Scylla Read Repair

Read repair serves as an anti-entropy mechanism during read path.

On read operations, Scylla runs a process called read repair, to ensure that replicas are updated with most recently updated data. Such repairs during read path run automatically, asynchronously, and in the background.

Note however, that if digest mismatch is detected before consistency level is reached, that repair will run in the foreground.

A normal read operation works according to the scenarios described in our Fault Tolerance documentation.

Read Request

This image illustrates the flow of a read request, when data is out of sync, and a background read repair process is triggered.

../../../_images/1_read_repair.png
  1. Our coordinator, V, requests data (including digest) from one node, W, which is out of date.
  2. The coordinator also requests digests from the number of nodes up to the consistency level (in this case, Quorum or 2) which, in this case, includes Node X.
  3. If the digests from all replicas match, the coordinator responds to the client with the read data. If there is a mismatch (shown above), a read repair is performed.

Read Repair

See the appendices below for the detailed flow.
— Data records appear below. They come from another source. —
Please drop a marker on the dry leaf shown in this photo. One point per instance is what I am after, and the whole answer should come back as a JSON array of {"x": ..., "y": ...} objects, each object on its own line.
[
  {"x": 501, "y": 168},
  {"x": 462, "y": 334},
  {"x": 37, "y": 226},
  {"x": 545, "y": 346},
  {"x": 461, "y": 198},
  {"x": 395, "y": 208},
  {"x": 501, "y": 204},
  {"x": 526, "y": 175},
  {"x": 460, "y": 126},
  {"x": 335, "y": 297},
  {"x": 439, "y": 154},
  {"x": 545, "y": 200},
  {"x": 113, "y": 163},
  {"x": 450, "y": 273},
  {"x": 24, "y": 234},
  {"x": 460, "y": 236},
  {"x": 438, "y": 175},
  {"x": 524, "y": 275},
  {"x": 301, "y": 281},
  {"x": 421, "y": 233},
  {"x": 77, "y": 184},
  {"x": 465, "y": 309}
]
  1. Triggered by a mismatch in digest response from replicas (see above), the co-ordinator, in this case, node V, sends requests (for the full data set) to the same sub set of replicas participates in the read (up to the consistency level).
../../../_images/2_read_repair.png
  1. During reconciliation, the co-ordinator (Node V) compares full data sets, and sends updates back to the out-of-date nodes.
../../../_images/3_read_repair.png
  1. Once all updated replicas successfully have responded, the co-ordinator returns the merged data set to the client.
../../../_images/4_read_repair.png

Probabilistic Read Repair

See the appendices below for the detailed flow.

Another read repair mechanism is probabilistic read repair, which works as follows:

  1. The coordinator checks the value of the read_repair_chance or dclocal_read_repair_chance. If the probability of a read repair is triggered, it will start the read repair across the entire cluster, or inside the DC, respectively.

NOTE: These two settings are configured in scylla.yaml.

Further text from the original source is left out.